The coordination of perrhenate and pertechnetate to thorium(iv) in the presence of phosphine oxide or phosphate ligands

A series of thorium(iv) perrhenato- and pertechnetato-complexes with PO donor ligands have been prepared and characterised both in the solid state and in solution. Isostructural complexes of general formula [Th(MO₄) ₄(L)₄], where M = Re or Tc and L = triethylphosphate (TEP) (2 and 7), tri-iso-butylphosphate (TiBP) (3 and 8) and tri-n-butylphosphine oxide (TBPO) (4 and 9) have been prepared from the novel starting materials [Th(ReO₄)₄]·4H₂O (1) and [Th(TcO ₄)₄]·4H₂O (6). The reaction of 1 or 6 with triphenylphosphine oxide (TPPO) in MeOH has also led to the synthesis of [Th(MO₄)₃(TPPO)₃(OCH₃)(HOCH ₃)] (M = Re (5) or Tc (10)).

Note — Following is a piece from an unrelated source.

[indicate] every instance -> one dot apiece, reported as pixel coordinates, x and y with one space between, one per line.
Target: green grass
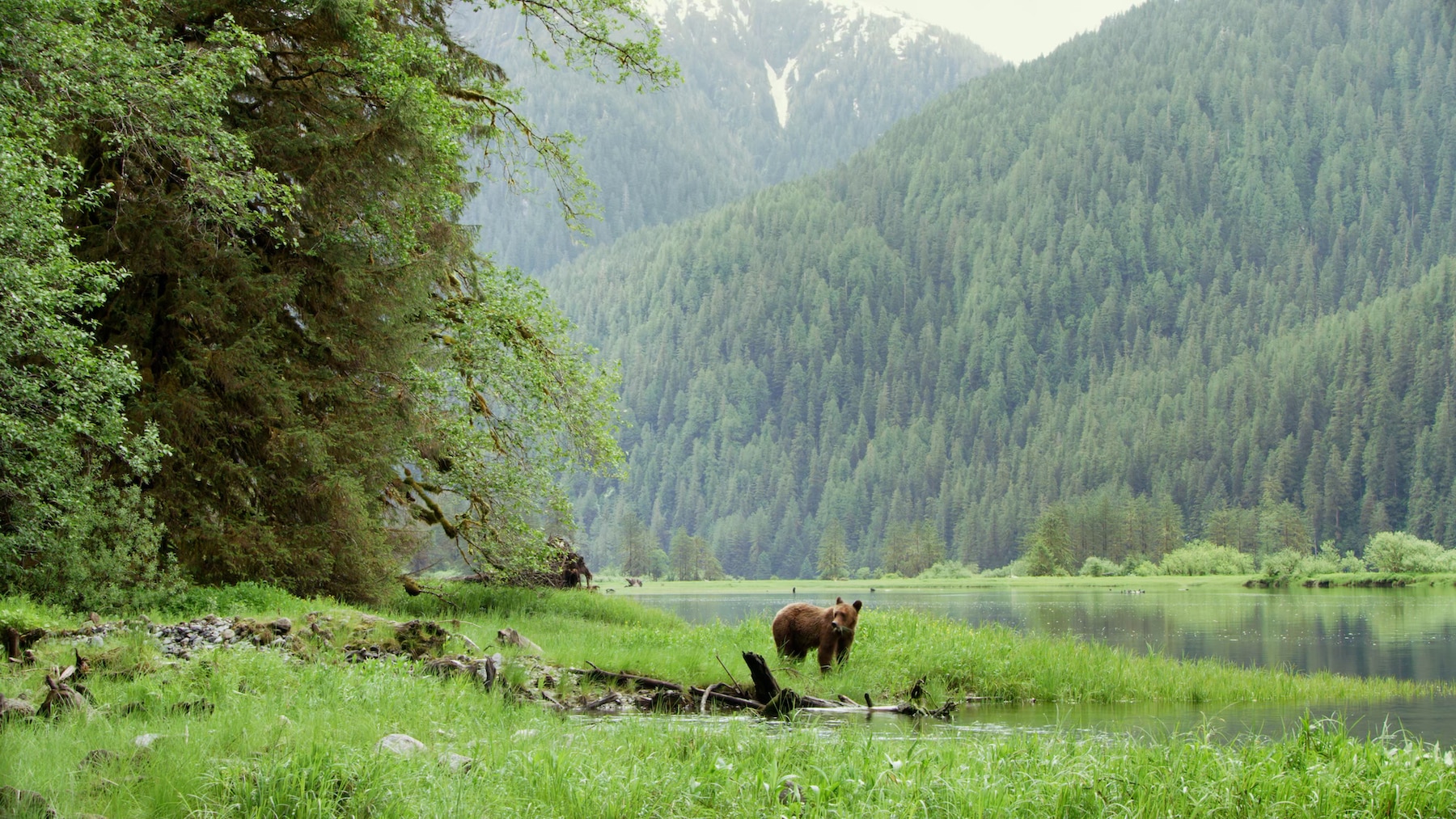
858 588
893 649
296 738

While the structural characterisation of 4 and 9 has been previously described, we report for the first time the structural characterisation of 2 and 5, with a partial structural refinement of 3. Vibrational spectroscopic analysis confirms that the Tc complexes not characterised by single crystal X-ray diffraction are indeed isostructural with the perrhenate complexes with the same PO donor ligand. In all cases, monodentate coordination of the Group 7 tetraoxo anion is observed. ³¹P NMR spectroscopy indicates that in all the phosphine oxide-based complexes there is one dominant solution species. For the phosphate based systems, the presence of pertechnetate appears to inhibit PO donor ligand complexation in solution, whereas a significant proportion of each phosphate remains coordinated to Th^IV when perrhenate is present as the counter ligand. These results give some indication as to the mechanism of pertechnetate co-extraction with tetravalent cations in the presence of tri-n-butyl phosphate in the Plutonium and Uranium Recovery by Extraction (PUREX) process.